ロンの活躍で巨大チェスの部屋を突破し、ハーマイオニーのおかげでびんのパズルの部屋を無事通り抜けたハリーは、さらに奥の部屋へ入る。そこにはクィレルがいた。
クィディッチの試合でハリーを落とそうとしたのがクィレルだったこと、スネイプは逆にハリーを救おうとしていたことをハリーは知る。スネイプがハリーの父親と同窓で、ふたりが互いに毛嫌いしていたこともクィレルの口から語られる。
わたしは日本語訳からこの作品に接したので、「我輩」という一人称から、スネイプを老人と思い込んでいた。黒髪の老人というのは変だが、魔法使いならそういうこともあるのかと思った。11歳のハリーの父親と同級生だったとは!

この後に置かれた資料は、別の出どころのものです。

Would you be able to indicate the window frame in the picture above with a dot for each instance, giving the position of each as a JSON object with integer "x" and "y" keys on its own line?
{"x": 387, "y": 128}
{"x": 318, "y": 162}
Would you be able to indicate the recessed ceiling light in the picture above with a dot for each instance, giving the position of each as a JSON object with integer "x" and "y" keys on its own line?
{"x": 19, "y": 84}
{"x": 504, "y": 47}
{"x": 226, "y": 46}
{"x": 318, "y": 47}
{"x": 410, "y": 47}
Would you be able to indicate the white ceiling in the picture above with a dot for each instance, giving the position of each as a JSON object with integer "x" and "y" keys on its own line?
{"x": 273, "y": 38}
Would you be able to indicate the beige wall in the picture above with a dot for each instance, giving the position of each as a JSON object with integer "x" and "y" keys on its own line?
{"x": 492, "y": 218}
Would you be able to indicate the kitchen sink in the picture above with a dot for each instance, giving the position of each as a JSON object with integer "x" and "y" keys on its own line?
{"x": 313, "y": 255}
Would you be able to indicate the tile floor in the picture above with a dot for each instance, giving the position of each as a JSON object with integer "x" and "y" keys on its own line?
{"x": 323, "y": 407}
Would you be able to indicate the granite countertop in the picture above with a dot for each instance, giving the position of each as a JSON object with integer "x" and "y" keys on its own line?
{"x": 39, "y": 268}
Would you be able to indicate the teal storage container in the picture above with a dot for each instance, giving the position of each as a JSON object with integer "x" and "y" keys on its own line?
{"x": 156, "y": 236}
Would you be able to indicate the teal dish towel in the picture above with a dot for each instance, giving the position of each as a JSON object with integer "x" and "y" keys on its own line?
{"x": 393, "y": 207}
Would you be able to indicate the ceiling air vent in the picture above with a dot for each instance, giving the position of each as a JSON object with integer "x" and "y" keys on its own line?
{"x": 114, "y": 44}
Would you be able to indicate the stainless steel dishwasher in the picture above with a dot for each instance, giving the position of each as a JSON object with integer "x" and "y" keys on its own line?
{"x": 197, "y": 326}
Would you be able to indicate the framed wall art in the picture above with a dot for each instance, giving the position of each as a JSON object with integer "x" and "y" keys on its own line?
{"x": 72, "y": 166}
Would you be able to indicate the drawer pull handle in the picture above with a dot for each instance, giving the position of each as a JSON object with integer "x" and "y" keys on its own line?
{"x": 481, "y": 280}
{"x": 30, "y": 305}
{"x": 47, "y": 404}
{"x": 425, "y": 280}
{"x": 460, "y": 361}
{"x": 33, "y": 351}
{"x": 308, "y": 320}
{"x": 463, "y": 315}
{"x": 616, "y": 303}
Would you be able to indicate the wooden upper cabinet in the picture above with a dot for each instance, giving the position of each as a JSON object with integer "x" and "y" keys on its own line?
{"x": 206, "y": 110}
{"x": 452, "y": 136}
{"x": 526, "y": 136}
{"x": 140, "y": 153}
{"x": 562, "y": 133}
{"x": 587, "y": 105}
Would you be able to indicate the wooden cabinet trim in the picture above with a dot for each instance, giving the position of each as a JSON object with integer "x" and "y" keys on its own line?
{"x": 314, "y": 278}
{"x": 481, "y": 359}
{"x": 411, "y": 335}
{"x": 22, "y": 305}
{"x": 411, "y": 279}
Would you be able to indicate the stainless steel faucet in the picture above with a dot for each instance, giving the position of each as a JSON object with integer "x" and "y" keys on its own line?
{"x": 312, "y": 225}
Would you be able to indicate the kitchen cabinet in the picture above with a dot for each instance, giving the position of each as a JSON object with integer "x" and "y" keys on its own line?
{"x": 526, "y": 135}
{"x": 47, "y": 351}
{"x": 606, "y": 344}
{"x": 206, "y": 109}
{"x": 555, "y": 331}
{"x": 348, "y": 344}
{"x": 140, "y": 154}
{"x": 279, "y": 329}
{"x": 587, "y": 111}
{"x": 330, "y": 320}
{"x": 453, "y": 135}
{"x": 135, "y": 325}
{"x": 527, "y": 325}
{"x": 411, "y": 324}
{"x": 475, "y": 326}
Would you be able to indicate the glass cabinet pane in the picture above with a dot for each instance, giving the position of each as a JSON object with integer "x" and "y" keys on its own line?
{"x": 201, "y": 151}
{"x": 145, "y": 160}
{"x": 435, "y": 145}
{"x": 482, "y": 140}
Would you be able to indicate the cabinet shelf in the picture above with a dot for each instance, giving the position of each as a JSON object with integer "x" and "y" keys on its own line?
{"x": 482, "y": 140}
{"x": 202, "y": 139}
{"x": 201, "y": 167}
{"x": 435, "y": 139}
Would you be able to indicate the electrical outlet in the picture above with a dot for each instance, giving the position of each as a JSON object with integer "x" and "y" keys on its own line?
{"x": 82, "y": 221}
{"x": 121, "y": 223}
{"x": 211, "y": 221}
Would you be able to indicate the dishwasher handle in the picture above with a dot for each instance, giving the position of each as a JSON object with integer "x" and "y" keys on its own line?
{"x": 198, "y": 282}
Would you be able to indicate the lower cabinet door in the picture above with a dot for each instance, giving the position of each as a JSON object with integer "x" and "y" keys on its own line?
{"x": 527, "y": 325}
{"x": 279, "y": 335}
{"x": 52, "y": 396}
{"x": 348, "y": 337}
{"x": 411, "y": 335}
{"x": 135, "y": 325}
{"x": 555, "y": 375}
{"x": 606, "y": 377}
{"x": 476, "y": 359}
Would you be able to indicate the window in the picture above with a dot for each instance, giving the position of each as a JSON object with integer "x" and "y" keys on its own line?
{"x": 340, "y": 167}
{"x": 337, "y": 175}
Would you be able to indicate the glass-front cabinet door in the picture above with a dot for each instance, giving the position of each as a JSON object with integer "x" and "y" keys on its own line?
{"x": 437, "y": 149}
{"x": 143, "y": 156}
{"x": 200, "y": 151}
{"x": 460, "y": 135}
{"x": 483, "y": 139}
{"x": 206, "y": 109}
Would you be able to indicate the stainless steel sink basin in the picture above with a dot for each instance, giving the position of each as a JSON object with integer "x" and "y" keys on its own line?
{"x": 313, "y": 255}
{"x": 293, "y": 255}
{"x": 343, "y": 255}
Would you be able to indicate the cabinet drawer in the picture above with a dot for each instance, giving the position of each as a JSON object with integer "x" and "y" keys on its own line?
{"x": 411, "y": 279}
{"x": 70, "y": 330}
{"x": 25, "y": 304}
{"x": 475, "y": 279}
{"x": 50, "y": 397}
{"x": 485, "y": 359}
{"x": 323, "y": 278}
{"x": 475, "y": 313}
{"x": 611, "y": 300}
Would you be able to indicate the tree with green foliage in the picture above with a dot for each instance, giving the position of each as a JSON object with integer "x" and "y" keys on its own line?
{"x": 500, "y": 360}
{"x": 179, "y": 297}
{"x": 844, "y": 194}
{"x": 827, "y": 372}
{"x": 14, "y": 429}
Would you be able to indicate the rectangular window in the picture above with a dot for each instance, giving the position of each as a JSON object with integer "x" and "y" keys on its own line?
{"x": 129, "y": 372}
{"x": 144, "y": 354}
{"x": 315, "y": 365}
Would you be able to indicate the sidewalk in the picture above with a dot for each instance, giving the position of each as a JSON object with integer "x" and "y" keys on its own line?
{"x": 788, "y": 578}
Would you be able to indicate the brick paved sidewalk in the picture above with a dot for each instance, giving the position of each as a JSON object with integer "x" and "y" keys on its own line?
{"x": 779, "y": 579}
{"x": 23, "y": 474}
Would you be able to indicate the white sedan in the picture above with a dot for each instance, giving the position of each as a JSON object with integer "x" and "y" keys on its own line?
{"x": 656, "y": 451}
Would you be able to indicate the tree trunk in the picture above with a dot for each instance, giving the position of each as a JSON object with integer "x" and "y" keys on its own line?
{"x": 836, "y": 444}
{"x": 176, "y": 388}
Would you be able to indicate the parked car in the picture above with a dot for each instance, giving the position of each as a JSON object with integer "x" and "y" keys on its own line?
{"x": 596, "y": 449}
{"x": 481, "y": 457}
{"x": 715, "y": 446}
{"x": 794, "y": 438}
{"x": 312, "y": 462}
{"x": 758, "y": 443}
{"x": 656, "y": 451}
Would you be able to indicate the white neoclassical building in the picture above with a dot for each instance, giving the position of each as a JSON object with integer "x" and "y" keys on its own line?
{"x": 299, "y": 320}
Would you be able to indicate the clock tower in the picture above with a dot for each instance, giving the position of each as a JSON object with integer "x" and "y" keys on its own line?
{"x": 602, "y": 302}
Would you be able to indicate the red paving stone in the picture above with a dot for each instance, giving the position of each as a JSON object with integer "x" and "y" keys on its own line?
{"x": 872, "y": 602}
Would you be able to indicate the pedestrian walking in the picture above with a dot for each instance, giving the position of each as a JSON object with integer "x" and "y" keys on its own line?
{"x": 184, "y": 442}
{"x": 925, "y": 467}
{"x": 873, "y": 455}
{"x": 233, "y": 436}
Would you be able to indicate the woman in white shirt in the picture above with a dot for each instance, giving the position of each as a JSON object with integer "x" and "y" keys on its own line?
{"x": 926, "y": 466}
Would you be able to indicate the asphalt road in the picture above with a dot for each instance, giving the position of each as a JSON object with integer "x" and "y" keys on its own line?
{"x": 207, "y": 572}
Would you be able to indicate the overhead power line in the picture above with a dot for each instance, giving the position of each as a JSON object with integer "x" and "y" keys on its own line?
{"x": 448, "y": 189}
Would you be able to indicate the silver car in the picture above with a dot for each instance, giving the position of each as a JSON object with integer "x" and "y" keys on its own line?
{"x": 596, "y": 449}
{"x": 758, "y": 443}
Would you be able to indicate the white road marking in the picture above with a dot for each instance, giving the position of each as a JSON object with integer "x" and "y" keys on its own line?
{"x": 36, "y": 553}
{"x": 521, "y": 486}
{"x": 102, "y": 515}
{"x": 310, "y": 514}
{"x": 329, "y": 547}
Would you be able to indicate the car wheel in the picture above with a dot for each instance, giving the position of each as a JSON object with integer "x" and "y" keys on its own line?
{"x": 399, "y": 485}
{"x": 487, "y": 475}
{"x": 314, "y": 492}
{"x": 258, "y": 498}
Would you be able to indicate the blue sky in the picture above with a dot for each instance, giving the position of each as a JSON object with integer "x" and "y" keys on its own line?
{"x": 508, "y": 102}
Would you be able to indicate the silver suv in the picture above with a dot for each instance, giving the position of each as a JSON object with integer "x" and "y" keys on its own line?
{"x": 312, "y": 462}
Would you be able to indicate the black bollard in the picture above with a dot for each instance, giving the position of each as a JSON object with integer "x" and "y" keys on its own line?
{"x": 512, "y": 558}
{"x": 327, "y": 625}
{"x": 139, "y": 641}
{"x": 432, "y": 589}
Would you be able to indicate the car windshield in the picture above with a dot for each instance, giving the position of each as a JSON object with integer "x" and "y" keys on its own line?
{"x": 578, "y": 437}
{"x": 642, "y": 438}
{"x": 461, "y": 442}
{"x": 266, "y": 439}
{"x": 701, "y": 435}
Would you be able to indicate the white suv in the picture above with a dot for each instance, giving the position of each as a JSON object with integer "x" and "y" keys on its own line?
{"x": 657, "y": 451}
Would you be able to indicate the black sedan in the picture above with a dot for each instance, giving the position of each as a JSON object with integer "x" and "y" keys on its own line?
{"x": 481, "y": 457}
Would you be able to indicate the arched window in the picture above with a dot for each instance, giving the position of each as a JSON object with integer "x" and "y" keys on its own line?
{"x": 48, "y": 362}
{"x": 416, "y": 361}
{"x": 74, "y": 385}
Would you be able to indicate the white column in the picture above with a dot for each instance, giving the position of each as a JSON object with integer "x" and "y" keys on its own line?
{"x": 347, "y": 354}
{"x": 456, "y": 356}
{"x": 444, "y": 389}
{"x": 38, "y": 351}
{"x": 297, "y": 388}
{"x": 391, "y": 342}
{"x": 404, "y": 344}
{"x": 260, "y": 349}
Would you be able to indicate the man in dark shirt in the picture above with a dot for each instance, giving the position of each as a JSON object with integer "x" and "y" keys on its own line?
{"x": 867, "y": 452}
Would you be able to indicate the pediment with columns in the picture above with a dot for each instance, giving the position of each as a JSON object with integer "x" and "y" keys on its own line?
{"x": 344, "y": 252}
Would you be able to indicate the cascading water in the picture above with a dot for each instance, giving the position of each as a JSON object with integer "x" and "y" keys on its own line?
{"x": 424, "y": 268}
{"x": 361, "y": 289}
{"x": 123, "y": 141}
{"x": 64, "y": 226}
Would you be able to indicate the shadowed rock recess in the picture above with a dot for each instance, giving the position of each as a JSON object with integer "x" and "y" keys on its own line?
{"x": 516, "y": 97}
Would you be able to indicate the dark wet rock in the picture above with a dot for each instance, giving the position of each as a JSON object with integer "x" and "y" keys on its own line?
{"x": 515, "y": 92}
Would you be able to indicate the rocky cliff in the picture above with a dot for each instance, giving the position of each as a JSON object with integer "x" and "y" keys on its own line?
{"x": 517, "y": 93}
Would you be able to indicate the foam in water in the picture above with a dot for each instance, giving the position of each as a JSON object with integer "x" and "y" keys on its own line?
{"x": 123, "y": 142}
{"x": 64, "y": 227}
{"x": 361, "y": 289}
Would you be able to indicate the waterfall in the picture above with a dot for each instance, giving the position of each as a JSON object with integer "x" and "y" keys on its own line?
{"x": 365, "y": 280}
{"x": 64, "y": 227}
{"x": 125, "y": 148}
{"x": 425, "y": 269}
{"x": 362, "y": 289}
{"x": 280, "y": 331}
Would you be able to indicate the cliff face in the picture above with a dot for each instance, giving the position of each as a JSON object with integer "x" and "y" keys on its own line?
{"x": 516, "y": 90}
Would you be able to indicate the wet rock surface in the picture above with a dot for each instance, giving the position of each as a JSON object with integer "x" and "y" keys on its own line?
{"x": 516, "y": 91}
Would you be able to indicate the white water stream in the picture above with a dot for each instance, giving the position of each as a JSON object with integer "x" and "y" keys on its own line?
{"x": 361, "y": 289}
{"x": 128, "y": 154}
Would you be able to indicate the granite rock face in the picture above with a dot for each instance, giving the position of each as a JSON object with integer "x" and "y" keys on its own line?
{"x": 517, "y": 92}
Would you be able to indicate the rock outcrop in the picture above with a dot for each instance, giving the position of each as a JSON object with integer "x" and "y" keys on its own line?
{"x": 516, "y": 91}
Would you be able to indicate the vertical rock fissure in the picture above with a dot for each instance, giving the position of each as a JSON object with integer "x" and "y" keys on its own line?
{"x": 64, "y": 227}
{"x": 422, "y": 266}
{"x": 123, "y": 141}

クィレルの後ろには「みぞの鏡」があった。クィレルは鏡の中に、石を手に入れてヴォルデモートに差し出している自分を見ている。しかし、どうやって鏡から石を取り出すかがわからないのだ。
ハリーは必死にクィレルのじゃまをしようとする。鏡に集中するのを妨げるため、絶えず話しかけたり、鏡に石が見えてもうそをついたり。
石を狙っていたのが実はクィレルだったというショックの中で、これだけあれこれ知恵を巡らすハリーに感心した。その努力は結局は無駄だったけれど、ここのハリーは偉いと思う。

クィレルがターバンをほどくと、彼の顔の反対側には別の顔があった。「蝋のように白い顔、ギラギラと血走った目、鼻孔は蛇のような裂け目になっていた」と描写されている。ヴォルデモートだ。「誰かの体を借りて初めて形になることができる」とその顔は言う。「常に誰かが、喜んでわしをその心に入り込ませてくれる」とも言っているが、もしこのせりふがハッタリでないなら、クィレル以外にも、ヴォルデモートを取り付かせた人間がいたことになる。でもそういう人物は結局登場しない。「炎のゴブレット」でのヴォルデモートの述懐を読むと、彼が初めて取り付いた相手はクィレルだったとしか思えない。作者は途中で設定を変えたのかもしれない。

ヴォルデモートはハリーがポケットに石を持っていることを見破った。この時点では、理由は説明されていない。しかし巻が進めば、彼が開心術の名人だとわかる。

ヴォルデモートの命令でクィレルはハリーを殺そうとするが、クィレルの皮膚でハリーが触れたところはすぐにやけどの火ぶくれになり、うまくいかない。それを悟ったハリーは、クィレルに思い切りしがみつく。ハリーを呼ぶ別の声が聞こえる中、ハリーは意識を失う。あとでわかるが、この時ハリーを呼んだのはダンブルドアだった。